The creation of a school for Filipino boys as well had been made possible by the benefaction of Captain Esteban Rodriguez de Figueroa, who had given funds for the main College of Manila. The fund was supposed to be an inheritance for of one of his two daughters. He named the Jesuits as the heir, should one of his daughters die before reaching proper age. The inheritance, should the Jesuits take hold of it, is dedicated to purpose of establishing a college and a boarding house.

When Figueroa’s daughter Juana drowned in the wreck of the galleon of San Antonio, the Jesuits had the inheritance. The government subsidy was then transferred to the college for Filipino boys. Unfortunately, the government subsidy for the college of natives soon failed to be paid. However, the Jesuits attempted to maintain it themselves for some years in the hopes of a further royal order, but eventually were compelled to close it.

In the mean time, however, in 1601, a residential college for the Spaniards was opened under the title of the Colegio de San Jose. The students of this college took their classes in the College of Manila, at whose side it was located. It, too, owed its origin to the generosity of Rodriguez de Figueroa, who placed its foundation on a permanent basis, so that it was refounded in his name in 1610.

Due to the benefaction of Archbishop Miguel de Benavides, in 1611, a similar college was founded by the Dominicans. It was called the Colegio de Santo Tomas de Aquino. Archbishop Miguel Garcia Serrano describes the two colleges in a letter to the king of 1621, asking that both colleges for men be given permission to grant university degrees, since the two colleges are a source of great prestige to the city.

Shortly thereafter, both colleges received the papal recognition for their academic degrees and in the course of time, the two universities came to be known as the University of San Ignacio and the University of Santo Tomas, respectively. One further college was opened about this time under the Dominican auspices, San Juan de Letran. Originally a primary school, in the course of its development, it too would be integrated with the University of Santo Tomas for secondary education.

On the basis of general papal privileges, in the case of the Jesuits, or of particular temporary concessions, as in the case of the Dominicans, both of the colleges of San Ignacio (as it was called after the canonization of Saint Ignatius in 1622) and Santo Tomas began to give university degrees in the 1620’s. On the expiration of the temporary grant in 1645, Santo Tomas obtained through King Philip IV a university charter as a university through a bull of Pope Innocent X.

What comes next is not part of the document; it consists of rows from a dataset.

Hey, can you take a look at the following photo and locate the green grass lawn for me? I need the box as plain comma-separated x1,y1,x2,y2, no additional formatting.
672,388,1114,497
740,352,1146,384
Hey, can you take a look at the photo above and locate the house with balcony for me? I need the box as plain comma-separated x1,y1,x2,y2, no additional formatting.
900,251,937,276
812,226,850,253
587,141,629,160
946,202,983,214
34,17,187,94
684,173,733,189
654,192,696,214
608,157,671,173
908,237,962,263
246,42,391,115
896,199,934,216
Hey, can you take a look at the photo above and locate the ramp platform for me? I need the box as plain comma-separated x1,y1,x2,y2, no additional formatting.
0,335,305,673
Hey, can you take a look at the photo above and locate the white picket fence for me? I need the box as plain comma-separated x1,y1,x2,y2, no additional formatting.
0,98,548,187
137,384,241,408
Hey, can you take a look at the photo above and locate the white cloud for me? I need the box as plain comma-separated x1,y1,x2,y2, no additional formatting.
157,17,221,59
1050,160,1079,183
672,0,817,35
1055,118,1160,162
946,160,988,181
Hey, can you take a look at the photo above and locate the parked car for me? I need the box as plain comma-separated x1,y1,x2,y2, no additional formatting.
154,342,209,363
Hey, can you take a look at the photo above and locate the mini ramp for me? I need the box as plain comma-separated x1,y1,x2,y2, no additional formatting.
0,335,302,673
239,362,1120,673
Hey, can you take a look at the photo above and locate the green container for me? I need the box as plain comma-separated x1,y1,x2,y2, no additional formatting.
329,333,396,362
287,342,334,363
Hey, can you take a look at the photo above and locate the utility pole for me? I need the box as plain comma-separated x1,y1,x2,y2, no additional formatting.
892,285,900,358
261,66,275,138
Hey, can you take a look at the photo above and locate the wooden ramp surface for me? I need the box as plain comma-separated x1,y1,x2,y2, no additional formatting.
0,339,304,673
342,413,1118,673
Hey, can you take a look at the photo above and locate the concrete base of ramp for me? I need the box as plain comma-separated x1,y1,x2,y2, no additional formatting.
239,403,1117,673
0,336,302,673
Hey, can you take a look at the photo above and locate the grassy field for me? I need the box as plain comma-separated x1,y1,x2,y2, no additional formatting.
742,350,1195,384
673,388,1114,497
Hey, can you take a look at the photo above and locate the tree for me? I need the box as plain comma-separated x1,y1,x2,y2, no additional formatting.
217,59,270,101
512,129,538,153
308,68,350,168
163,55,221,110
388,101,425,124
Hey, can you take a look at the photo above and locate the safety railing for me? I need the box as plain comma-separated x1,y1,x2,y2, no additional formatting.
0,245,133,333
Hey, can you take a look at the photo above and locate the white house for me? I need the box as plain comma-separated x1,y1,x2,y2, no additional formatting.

The granting of this charter soon led to another of the interminable disputes between San Ignacio/San Jose and Santo Tomas, the latter arguing that the former could no longer grant university degrees. Pointing out that the University of Santo Tomas was not a studium generale, a full-fledged university in the medieval sense of the word with faculties of law and medicine, the Jesuits maintained their right (and were confirmed by the king) to grant degrees by virtue of a series of papal and royal privileges detailed by the Franciscan chronicler, Juan Francisco de San Antonio, in 1738.

Though San Ignacio seems to have received an explicit university charter, its university degrees were recognized, and particularly after both it and Santo Tomas received chairs of law in the eighteenth century, it was known generally as the University of San Ignacio. It finally disappeared when it was given to the archbishop of Manila for a seminary, after the expulsion of the Jesuits in 1768. In the nineteenth century, Santo Tomas would receive a faculty of medicine and other faculties also, and be recognized as the official university of the Philippines by the Spanish Government.

– (Excerpt from Chapter 7, “The Established Church: 1620-1760” of Readings in Philippine Church History by Fr. John Schumacher, S.J.)

So what is the point of writing the excerpt here? Well, I guess, it is not really a matter of age. What is important is how this length of time changed and formed our nation, our history as a nation. In then end, we can only thank the Lord for the gift of education which these two institutions have made possible in our land. The four hundred years is not about the institution. It is about the education that we have received from them that we celebrate. Happy 400 years, UST!